Having begun his League career as a close-checking half back flanker, he finished 8th in his club’s 2003 B&F before reinventing himself as an undersized key forward in his latter years, kicking 34 goals in 2008 and 38 goals in ’09.
A member of the Dogs’ leadership group from 2006-08, he played nine AFL finals and three times was within a game of playing in the AFL grand final only for the Dogs to lose the preliminary final in 2008-09-10.
Known throughout his playing days for his astute football brain, he was always going to be a coach, and even while still on the playing list at Whitten Oval he served as a coach at Williamstown in the VFL in 2011.

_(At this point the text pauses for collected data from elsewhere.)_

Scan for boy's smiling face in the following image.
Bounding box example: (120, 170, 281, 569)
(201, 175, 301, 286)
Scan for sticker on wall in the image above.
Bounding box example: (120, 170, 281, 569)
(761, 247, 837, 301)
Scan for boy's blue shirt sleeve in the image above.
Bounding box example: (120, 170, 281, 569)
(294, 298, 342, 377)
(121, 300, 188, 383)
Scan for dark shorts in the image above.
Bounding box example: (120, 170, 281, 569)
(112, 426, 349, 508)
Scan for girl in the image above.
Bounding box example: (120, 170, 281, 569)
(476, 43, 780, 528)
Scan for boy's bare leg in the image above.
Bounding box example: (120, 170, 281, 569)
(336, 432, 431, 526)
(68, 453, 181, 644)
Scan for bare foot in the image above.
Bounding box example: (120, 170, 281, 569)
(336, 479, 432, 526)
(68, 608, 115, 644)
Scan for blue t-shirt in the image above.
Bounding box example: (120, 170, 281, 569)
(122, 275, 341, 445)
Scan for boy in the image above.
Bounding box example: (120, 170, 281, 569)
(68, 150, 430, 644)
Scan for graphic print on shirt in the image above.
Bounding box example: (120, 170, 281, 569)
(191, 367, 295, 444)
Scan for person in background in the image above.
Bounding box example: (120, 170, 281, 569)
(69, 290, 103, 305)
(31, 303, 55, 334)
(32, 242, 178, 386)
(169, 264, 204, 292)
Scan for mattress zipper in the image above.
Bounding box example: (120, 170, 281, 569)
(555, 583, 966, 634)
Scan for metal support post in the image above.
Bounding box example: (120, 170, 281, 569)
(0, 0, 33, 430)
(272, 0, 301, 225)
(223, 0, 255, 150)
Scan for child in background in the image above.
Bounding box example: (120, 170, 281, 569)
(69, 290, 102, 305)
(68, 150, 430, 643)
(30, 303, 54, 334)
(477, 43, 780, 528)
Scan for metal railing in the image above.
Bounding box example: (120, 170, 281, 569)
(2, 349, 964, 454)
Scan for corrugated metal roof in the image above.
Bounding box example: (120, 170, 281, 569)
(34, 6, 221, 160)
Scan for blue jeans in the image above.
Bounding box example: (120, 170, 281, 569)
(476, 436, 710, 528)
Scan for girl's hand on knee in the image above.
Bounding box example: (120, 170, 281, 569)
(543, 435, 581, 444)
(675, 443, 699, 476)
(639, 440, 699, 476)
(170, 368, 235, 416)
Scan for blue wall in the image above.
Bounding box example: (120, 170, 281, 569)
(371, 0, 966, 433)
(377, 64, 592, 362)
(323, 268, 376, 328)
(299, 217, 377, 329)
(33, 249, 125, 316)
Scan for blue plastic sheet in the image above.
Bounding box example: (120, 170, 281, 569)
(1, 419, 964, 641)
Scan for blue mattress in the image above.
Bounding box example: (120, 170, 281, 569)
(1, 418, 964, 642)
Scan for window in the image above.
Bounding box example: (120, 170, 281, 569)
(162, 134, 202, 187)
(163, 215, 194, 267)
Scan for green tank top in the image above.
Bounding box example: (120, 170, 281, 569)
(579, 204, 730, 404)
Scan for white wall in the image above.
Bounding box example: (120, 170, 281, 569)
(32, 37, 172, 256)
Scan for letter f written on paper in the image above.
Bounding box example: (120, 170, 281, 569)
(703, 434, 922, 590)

In retirement has transitioned quietly but efficiently into coaching, serving as a development coach at Collingwood in 2012-13 before heading home to join the Brisbane Lions coaching staff in 2014, where he was utilised first as a development coach before taking charge of the backline.
A no-frills, no-fuss type admired by teammates and opposition alike, he’s been a wonderful servant of Queensland football and is now a more than deserving inductee to the Queensland Hall of Fame – Mitch Hahn.